For an affine algebraic group $G$ it's often convenient (and harmless) to work concretely over an algebraically closed field of definition $k$ while identifying $G$ with its group of rational points over $k$. Once in a while, however, results obtained over $k$ need to be compared with results over a bigger algebraically closed field $K$.
For example, in his 1976 Inventiones paper completing the proof that a semisimple algebraic group always has a finite number of unipotent conjugacy classes, Lusztig observed that in characteristic $p>0$ it suffices to assume that $k$ is an algebraic closure of the prime field. This in turn allowed him to apply indirectly the Deligne-Lusztig construction of characters for subgroups of $G$ over finite subfields of $k$. Here the number of unipotent classes is moreover the same for any algebraically closed field. To justify his reduction, he cites a "simple argument" shown to him by Deligne (which he later told me he viewed in retrospect as "obvious").
Independently, a formal statement of the principle was written down and proved as Proposition 1.1 in a 1997 multi-author paper here.
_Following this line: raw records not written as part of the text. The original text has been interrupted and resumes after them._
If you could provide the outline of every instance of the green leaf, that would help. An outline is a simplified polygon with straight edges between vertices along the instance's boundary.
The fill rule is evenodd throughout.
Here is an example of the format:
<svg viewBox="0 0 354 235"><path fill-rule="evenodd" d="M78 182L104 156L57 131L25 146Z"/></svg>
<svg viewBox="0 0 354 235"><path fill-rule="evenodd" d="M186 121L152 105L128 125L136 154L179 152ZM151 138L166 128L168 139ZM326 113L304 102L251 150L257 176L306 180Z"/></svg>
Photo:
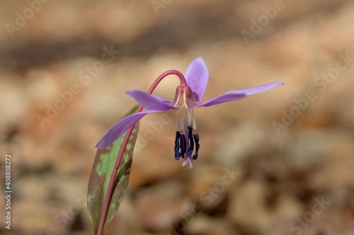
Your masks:
<svg viewBox="0 0 354 235"><path fill-rule="evenodd" d="M135 107L127 116L135 113L138 107L138 105ZM129 142L122 157L117 176L115 177L113 193L109 205L104 228L118 210L119 205L128 185L134 146L137 139L138 129L139 125L137 123L129 138ZM87 191L87 208L93 224L95 234L97 234L110 176L126 134L127 132L107 148L98 149L96 154Z"/></svg>

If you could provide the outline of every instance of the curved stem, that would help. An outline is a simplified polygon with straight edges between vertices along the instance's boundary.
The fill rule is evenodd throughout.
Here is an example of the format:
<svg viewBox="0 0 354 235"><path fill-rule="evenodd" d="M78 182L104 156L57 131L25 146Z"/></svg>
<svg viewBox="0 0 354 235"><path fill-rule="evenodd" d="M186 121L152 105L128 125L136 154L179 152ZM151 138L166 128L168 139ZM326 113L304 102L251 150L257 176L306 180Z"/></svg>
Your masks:
<svg viewBox="0 0 354 235"><path fill-rule="evenodd" d="M185 81L185 79L184 78L184 76L183 74L182 74L182 73L181 73L177 70L168 70L162 73L160 76L159 76L159 77L152 84L150 88L147 91L147 93L151 95L152 93L152 91L154 91L154 90L160 83L160 81L166 76L171 74L177 75L179 77L181 80L181 86L188 86L187 82ZM142 112L143 108L144 107L139 105L136 113L137 113ZM133 125L127 131L127 134L124 137L123 142L120 146L120 149L119 151L118 156L117 157L117 161L115 161L115 164L113 168L113 171L112 172L112 176L110 176L108 188L107 188L107 193L105 194L105 202L103 202L103 207L102 208L102 212L101 214L100 223L98 224L98 228L97 229L97 235L102 235L103 233L103 227L105 222L105 217L107 217L107 213L108 212L108 207L113 193L113 186L114 186L114 183L115 181L115 177L117 176L117 173L118 172L119 166L120 165L120 161L122 161L122 157L123 156L124 151L125 151L125 148L128 143L129 138L132 134L132 132L135 126L135 124Z"/></svg>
The proof is fairly elementary, but requires more than a journal page to write down and involves an induction step left to the reader.
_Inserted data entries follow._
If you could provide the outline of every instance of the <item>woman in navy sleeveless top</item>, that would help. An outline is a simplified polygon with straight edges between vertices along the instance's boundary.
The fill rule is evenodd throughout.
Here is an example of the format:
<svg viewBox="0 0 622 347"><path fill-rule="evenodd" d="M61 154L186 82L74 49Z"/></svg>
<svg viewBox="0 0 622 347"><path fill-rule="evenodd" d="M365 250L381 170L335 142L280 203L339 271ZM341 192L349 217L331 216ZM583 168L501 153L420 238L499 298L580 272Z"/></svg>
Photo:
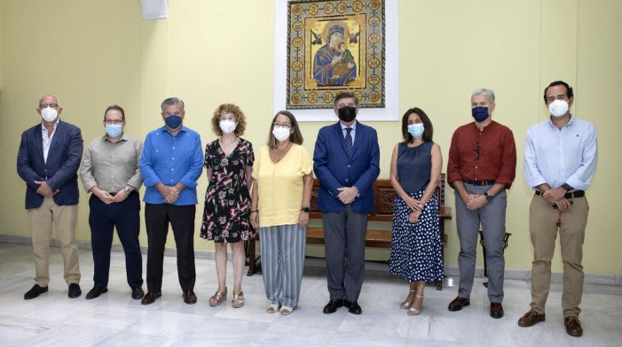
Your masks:
<svg viewBox="0 0 622 347"><path fill-rule="evenodd" d="M391 157L391 183L396 194L389 269L410 283L400 305L409 315L421 312L425 282L444 277L435 194L443 159L432 132L425 112L408 110L402 117L404 142L396 145Z"/></svg>

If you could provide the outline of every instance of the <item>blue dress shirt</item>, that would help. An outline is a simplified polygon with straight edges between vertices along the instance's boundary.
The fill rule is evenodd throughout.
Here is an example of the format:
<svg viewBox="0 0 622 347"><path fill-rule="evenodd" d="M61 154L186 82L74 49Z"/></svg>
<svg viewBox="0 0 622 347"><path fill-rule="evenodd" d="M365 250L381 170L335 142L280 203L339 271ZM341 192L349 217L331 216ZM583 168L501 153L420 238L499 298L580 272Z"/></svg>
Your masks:
<svg viewBox="0 0 622 347"><path fill-rule="evenodd" d="M162 182L172 186L181 182L186 189L172 204L196 205L197 180L203 171L203 160L201 137L185 127L174 137L166 127L147 134L141 156L141 174L147 187L143 201L164 204L164 197L154 186Z"/></svg>
<svg viewBox="0 0 622 347"><path fill-rule="evenodd" d="M527 132L524 170L527 184L534 190L546 183L557 188L567 183L575 190L590 186L598 154L596 128L570 115L561 129L549 119Z"/></svg>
Is there a short and transparent proof (perhaps from the scheme viewpoint) that finiteness of the number of orbits of a semisimple group acting on an affine variety is the same when an algebraically closed field of definition is extended to another such field, while the number of orbits is unchanged?
It would also be interesting to know of other situations in which such a comparison occurs. (Historical remark: In the older version of foundations for algebraic geometry developed by Weil and others it was standard procedure to work over a "universal domain" having infinite transcendence degree over its prime field, to permit for instance the use of "generic points". Then it was usually troublesome to descend to a countable field.)
ADDED: To be more precise about "the number of orbits is unchanged", implicit in Lusztig's work and explicit in the 1997 paper cited is the natural requirement on such a bijection that each orbit over $K$ should contain a point over $k$. (It's hard to visualize a proof that gives a bijection without this refinement.) On the other hand, it's unclear to me whether special assumptions on $G$ such as "reductive" and "connected" are essential for the proof of a general comparison principle.